Using R to fit a Sigmoidal Curve
I have read a post ( Sigmoidal Curve Fit in R ). It was labeled duplicated, but I can't see anything related with the posts. And the answer given for the posts was not enough.
I read a webpage
Similar to the others, he uses this format to fit the line:
fitmodel <- nls(y~a/(1 + exp(-b * (x-c))), start=list(a=1,b=.5,c=25))
The problem is that, a,b,c were given in most of the cases and I have no clues which set of a,b,c should I use for my set of data. Could someone give me some advice on how to obtain the parameters?
Here is my set of numbers :
x <- c(3.9637878,3.486667,3.0095444,2.5324231,2.0553019,1.5781806,1.1010594,0.6242821)
y <- c(6491.314,6190.092,2664.021,2686.414,724.707,791.243,1809.586,541.243)
Answer
Luckily R offers a selfstarting model for the logistic model. It uses a slight reparametrization, but is really the same model as yours: Asym/(1+exp((xmid-input)/scal))
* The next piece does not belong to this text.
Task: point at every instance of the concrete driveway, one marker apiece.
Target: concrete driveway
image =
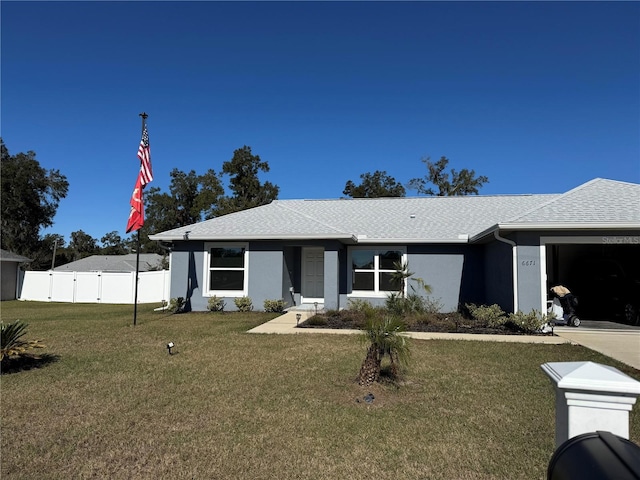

A selfstarting model can estimate good starting values for you, so you don't have to specify them.
plot(y ~ x)
fit <- nls(y ~ SSlogis(x, Asym, xmid, scal), data = data.frame(x, y))
summary(fit)
#Formula: y ~ SSlogis(x, Asym, xmid, scal)
#
#Parameters:
# Estimate Std. Error t value Pr(>|t|)
#Asym 1.473e+04 2.309e+04 0.638 0.551
#xmid 4.094e+00 2.739e+00 1.495 0.195
#scal 9.487e-01 5.851e-01 1.622 0.166
#
#Residual standard error: 941.9 on 5 degrees of freedom
#
#Number of iterations to convergence: 0
#Achieved convergence tolerance: 4.928e-06
lines(seq(0.5, 4, length.out = 100),
predict(fit, newdata = data.frame(x = seq(0.5, 4, length.out = 100))))
Of course your data doesn't really support the model. The estimated mid point is just at the right limit of your data range and thus the parameter estimates (in particular for the asymptote) are very uncertain.